I used to be quite a fan of Peter Greenaway's work--Drowning by Numbers, The Falls, Belly of an Architect and (especially) A Zed and Two Noughts. At one point I tried to interview him, but passed up the chance because I was only offered a phone interview, which didn't seem to be quite the same. And then along came Prospero's Books, and I felt that his work was just increasingly self-indulgent. A little later I saw The Pillow Book, and was still far from impressed.
Where I was at the time, The Baby of Mâcon never showed when it was on release. In fact it hardly showed anywhere--in the USA, only New York and Los Angeles. But I read some reviews and didn't get the sense I was missing much.
I've just seen it. And though I saw the film in far from ideal conditions--in my office, on a TV with a PAL video very imperfectly translated to NTSC--it blew me away. It's an extraordinary movie.

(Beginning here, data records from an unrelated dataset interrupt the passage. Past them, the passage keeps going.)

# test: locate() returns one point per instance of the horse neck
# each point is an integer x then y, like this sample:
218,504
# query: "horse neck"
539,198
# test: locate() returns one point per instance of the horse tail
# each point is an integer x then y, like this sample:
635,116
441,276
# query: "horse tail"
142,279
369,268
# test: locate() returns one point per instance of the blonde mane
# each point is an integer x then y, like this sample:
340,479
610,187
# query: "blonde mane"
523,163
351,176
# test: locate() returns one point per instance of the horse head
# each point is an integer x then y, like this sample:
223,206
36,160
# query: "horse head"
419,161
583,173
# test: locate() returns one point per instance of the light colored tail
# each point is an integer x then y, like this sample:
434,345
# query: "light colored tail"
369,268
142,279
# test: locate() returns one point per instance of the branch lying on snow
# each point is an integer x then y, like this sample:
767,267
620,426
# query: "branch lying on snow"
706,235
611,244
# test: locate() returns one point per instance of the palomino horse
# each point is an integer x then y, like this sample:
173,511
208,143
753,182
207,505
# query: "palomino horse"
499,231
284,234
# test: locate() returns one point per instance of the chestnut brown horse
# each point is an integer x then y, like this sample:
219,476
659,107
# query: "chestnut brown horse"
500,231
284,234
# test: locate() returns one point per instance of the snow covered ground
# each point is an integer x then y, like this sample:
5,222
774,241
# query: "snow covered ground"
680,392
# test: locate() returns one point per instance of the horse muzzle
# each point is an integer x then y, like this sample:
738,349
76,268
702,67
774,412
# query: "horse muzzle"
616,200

The Baby of Mâcon boasts all the pageantry and lavish, colour-coded sets and costumes of, for instance, The Cook, the Thief, His Wife, and Her Lover. Here the setting is the cathedral and the playhouse rather than a restaurant. There is much in the way of pomp and circumstance. Greenaway's point, in part, is to show the performativity of religion, and more generally of power, and also the slippage between performance (staged, "unreal") and performativity (the rituals by which the real is constructed). And then, everything is meticulously choreographed by the director himself.
A child is born, by apparent miracle, and extraordinary power and influence is attributed to it. As well as being the object of more or less innocent adoration, the child also draws the desires of those who would use him to further their own cynical ends. His sister claims to be his mother, insisting that his was a virgin birth. His mother is shut away, along with the tramp-like father. Hovering around the scenes is a naive duke and a sceptical bishop's son, the latter soon to be killed by the putative virgin mother, the former to be the self-declared mother's own downfall, effectively sentencing her to death by gang rape.
It was the gang rape that caused so much controversy at the time of the film's release. But there's nothing voyeuristic about its portrayal, and what's shocking about the scene is what in fact should be shocking: the callousness and the dehumanization in the very idea of thoughtlessly proposing this as "punishment." There is much more that's equally un-nerving here: not least the (literal) carving up of the child immediately after its death, but also (perhaps more insidiously) the fact that even when alive its pronouncements were always only ventriloquized from off-stage. The child himself, so much the centre of attention, is given no lines to speak for himself. He is both fetish and subaltern.
But no description will really do this film justice. It is visually sumptuous, narratively provocative, and overall profoundly disturbing. Go see it if and when you have the chance.